The group, which meets every Saturday, has now decided to form a separate group consisting of, and helping, low-income households.
"We need to wait for another generation to see equal inclusion of all castes and classes into these community forestry groups," says Samden Sherpa, head of ICIMOD’s Godavari training centre.
A 2009 study by the Washington-based International Food Policy Research Institute (IFPRI) noted that "a continuing challenge is to ensure equitable distribution of benefits to women and marginalised groups."
IFPRI recommended "responsiveness of government and policymakers to a multi-stakeholder collaborative learning process," noting that since 70 percent of Nepal’s population depended on agriculture community management of forests has been "a critically important intervention."

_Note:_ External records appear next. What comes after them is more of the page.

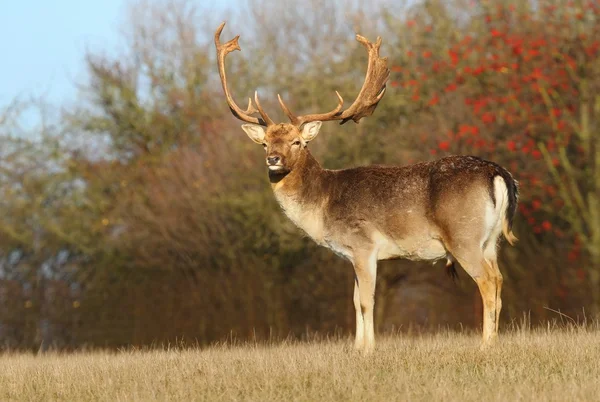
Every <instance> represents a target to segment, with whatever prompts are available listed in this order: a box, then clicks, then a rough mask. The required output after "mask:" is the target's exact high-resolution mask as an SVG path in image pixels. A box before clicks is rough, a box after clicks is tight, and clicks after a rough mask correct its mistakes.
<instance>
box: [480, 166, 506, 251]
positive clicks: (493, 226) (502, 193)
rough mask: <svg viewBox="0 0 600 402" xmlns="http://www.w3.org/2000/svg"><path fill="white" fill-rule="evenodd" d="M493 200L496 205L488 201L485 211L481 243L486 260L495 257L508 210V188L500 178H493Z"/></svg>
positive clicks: (502, 179) (505, 184) (502, 180)
mask: <svg viewBox="0 0 600 402" xmlns="http://www.w3.org/2000/svg"><path fill="white" fill-rule="evenodd" d="M493 186H494V199H495V200H496V205H495V206H494V203H493V201H492V200H491V199H490V200H489V202H488V203H487V204H486V209H485V235H484V237H483V240H482V242H481V247H482V248H483V252H484V257H485V258H486V259H487V260H490V259H492V258H495V257H496V245H497V243H498V238H499V237H500V235H501V234H502V220H503V219H504V216H505V214H506V208H508V188H507V187H506V183H505V182H504V179H503V178H502V177H501V176H496V177H494V184H493Z"/></svg>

The programme has evolved from a protection-oriented, conservation-focused agenda to a much more broad-based strategy for forest use, enterprise development, and livelihood improvement with a third of Nepal’s population directly managing one-fourth of Nepal’s forest area.
In 2008, after a 10-year civil war, Nepal abolished its monarchy and became federal republic. But, this country of 27 million people is yet to decide on how best to make the transition to democracy under a permanent new constitution.
ICIMOD, meanwhile, has been conducting three pilot schemes, with help from the Norwegian Agency for Development Co-operation (NORAD), on REDD +, the UNFCCC’s new plan on reducing emissions from deforestation and degradation, together with livelihood options.
Begun in 2009 with 104 community forest groups and covering nearly 28,000 hectares in east, west and central Nepal, ICIMOD’s REDD+ runs the Carbon Trust Fund, one of the world’s first, with capital from NORAD.
The fund pays for carbon sequestered through sustainable community forestry, aiming to generate enough money through future carbon stocks to run itself.
Payment depends on performance criteria combined with socioeconomic benefits, and has a training system for measuring conserved carbon.
"We are already in touch with government authorities to take this initiative into policy practice," says ICIMOD’s Eak Bahadur Rana, in charge of REDD+.